You know, the classic example comes up of if a mistake is made, who should be liable? I don’t think any of us are going to be having any success suing the Googles or the OpenAI’s of the world if they help us make a bad decision. And so, the ultimate responsibility will still obviously land on the medical directors or the laboratorians to use all of the information at their disposal to make correct decisions. But it will certainly be more and more likely that these really powerful tools can help us do our day to day tasks or even these really powerful tools can automate some of the lower risk, more rote, low complexity tasks, if you will.

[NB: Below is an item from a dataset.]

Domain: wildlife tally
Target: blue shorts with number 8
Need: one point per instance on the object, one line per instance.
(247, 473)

And so as laboratorians, we should really start to kind of invest the time and energy to get very familiar with these technologies and start to kind of build out our own sandboxes, if you will, to see what of these technologies can we leverage in our day to day work to improve what we do both from an operational efficiency standpoint and from a patient care clinical quality standpoint.

Bob Barrett:
Well, finally, Dr. Spies, let’s look ahead. Where do you think the field should go from here?

Nick Spies:
Yeah, so I think the biggest place to go, you know, in terms of where this paper is really giving us a good guide, is building out these robust clinical evaluation frameworks for our own tasks. So, when we mention things like “how are these models going to be helpful for us in the laboratory?” What we don’t want to do is just open up the public-facing Internets and type in our patient’s information and take the first thing that ChatGPT spits out as gospel and starting to make clinical decisions based on it.

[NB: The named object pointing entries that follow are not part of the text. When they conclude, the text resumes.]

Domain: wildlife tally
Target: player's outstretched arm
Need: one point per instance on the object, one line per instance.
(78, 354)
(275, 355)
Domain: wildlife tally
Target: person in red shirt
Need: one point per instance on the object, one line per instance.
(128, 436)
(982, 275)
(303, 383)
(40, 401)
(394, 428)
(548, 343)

What we really need is to build out these really nice, published, peer reviewed examples of cases that have been really tightly vetted, both from a technical standpoint where we’re making sure that our information security is correct and how we’re handling the data is appropriate. And from a clinical quality standpoint where we’re saying, okay, we have a highly reproducible use case, we know what the inputs look like and we have a verifiable output, which means whenever the large language model produces some kind of output, we can check how correct it is, or if it is correct. And those are the kinds of tasks that this paper gives us a great guide into asking in that the paper is really structured largely like a clinical trial.

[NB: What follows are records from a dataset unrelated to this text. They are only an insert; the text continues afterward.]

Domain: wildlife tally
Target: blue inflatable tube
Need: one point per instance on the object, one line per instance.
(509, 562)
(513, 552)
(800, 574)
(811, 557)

We have three comparison groups. You know, we have the physicians alone or the physician’s standard of care. We have physicians plus ChatGPT, and we have ChatGPT alone. That kind of framework where we have our current state or our standard of care and then our standard of care plus AI interwoven in what we would consider a human-in-the-loop type framework, or the fully automated LLM alone strategy, will be a really good way to compare how we can get the most value out of these models without subjecting our patients to undue risks or our patient data to unnecessary security leaks.

Bob Barrett:
That was Dr. Nick Spies from ARUP in Salt Lake City, Utah. He wrote a News & Views article in the November 2025 issue of Clinical Chemistry, describing potential benefits of using generative artificial intelligence as a tool to guide clinical decision making, and he’s been our guest in this podcast on that topic. I’m Bob Barrett. Thanks for listening.